DM – Ratusan aparat TNI, Polri dan Pemerintah Kota (Pemko) melakukan apel gabungan, dalam rangka kesiapsiagaan mengantisipasi bencana alam di Kota Tanjungpinang, pada Jum’at (12/11/2021).
Walikota Tanjungpinang, Rahma mengatakan sudah ada 17.032 kali bencana yang terjadi di Indonesia, sepanjang Tahun 2016 hingga 2020. Kata dia, 99 persen dari ribuan kali bencana tersebut merupakan jenis bencana hidrometeorologi.
“Seperti banjir, banjir bandang, longsor, cuaca ekstrem, kekeringan serta kebakaran hutan dan lahan,” ujar Rahma saat memimpin apel di Mapolres Tanjungpinang.
Menurut data dari BNPB, Rahma menerangkan setidaknya ada 2.172 kejadian bencana alam yang terjadi di Indonesia, hingga 3 November 2021 yang juga didominasi oleh jenis bencana hidrometeorologi.
Untuk wilayah Kota Tanjungpinang, kata dia tercatat ada 596 bencana alam yang terjadi selama dua tahun terakhir ini.
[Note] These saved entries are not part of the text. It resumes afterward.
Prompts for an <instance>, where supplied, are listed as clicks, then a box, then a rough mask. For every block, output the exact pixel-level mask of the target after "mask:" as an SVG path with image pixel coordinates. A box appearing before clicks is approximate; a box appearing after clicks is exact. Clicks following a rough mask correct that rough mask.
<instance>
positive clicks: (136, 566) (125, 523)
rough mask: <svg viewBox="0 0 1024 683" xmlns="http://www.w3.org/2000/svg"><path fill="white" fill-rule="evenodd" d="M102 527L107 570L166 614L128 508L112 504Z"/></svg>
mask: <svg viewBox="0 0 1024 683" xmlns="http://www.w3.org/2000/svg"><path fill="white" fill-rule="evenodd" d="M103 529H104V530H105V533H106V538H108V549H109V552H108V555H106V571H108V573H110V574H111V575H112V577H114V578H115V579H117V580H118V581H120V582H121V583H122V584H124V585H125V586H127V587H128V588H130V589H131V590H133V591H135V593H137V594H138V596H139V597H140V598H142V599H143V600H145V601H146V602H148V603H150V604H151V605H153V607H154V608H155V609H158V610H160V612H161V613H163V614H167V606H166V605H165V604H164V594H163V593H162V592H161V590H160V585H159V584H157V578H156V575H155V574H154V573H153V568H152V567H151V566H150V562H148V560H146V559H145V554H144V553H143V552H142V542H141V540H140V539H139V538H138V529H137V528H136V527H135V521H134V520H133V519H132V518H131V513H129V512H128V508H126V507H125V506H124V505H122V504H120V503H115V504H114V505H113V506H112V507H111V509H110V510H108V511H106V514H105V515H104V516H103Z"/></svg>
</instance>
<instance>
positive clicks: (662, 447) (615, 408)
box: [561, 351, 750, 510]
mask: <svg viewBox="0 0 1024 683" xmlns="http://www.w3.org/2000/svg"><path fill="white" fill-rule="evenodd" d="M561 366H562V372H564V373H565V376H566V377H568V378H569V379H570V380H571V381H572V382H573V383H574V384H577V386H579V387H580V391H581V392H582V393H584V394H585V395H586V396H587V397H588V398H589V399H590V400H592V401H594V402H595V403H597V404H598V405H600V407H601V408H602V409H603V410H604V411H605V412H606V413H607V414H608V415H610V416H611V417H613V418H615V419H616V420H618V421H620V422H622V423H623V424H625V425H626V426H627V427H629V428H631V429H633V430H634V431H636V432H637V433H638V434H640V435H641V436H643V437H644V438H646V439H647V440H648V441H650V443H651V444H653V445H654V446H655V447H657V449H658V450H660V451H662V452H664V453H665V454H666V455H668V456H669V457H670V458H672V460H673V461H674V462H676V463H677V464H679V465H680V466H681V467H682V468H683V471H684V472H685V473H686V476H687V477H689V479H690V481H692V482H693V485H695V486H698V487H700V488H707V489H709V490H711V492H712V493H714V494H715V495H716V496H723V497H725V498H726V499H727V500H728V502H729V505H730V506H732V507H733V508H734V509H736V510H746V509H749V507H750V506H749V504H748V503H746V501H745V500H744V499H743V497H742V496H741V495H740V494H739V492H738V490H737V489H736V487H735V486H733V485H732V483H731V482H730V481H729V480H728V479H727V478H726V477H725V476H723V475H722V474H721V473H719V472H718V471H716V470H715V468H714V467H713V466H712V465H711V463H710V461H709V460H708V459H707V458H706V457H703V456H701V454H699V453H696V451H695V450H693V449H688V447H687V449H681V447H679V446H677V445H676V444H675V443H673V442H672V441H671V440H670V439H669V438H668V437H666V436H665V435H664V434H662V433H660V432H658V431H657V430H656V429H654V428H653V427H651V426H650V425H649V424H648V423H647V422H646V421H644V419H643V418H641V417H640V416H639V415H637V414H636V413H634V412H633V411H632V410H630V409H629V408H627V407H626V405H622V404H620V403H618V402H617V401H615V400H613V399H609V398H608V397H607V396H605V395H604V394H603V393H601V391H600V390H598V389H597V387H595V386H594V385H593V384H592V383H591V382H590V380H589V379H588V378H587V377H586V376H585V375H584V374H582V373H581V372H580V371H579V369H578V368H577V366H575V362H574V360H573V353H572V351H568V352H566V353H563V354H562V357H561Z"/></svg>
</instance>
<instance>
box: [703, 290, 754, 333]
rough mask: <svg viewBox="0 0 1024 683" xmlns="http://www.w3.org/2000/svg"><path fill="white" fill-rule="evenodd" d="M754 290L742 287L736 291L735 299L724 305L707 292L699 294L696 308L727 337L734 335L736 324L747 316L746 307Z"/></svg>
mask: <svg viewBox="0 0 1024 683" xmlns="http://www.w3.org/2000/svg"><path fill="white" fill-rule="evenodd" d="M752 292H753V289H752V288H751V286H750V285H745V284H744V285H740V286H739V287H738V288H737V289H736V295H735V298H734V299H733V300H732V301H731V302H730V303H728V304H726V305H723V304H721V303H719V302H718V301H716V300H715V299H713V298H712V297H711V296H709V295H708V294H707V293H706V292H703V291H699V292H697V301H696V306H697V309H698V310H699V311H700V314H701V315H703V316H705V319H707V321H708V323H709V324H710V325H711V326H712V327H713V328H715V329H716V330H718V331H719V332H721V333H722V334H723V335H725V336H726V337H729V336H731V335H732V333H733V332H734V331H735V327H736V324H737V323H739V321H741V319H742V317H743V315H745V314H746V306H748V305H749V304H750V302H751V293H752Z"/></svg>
“Ini menurut data BPBD Kota Tanjungpinang selama periode 2021, tercatat 359 kejadian bencana alam hingga 31 Oktober 2021, data ini menunjukan peningkatan yang signifikan atas kejadian bencana alam di Kota Tanjungpinang,” ungkapnya.
Sementara itu, Kapolres Tanjungpinang, AKBP Fernando menyampaikan bahwa apel tersebut merupakan salah satu rangka antisipasi dampak bencana alam.
“Sehingga setiap daerah memiliki rencana kontijensi yang berisikan siapa berbuat apa pada saat menuju kedaruratan nanti,” tutupnya.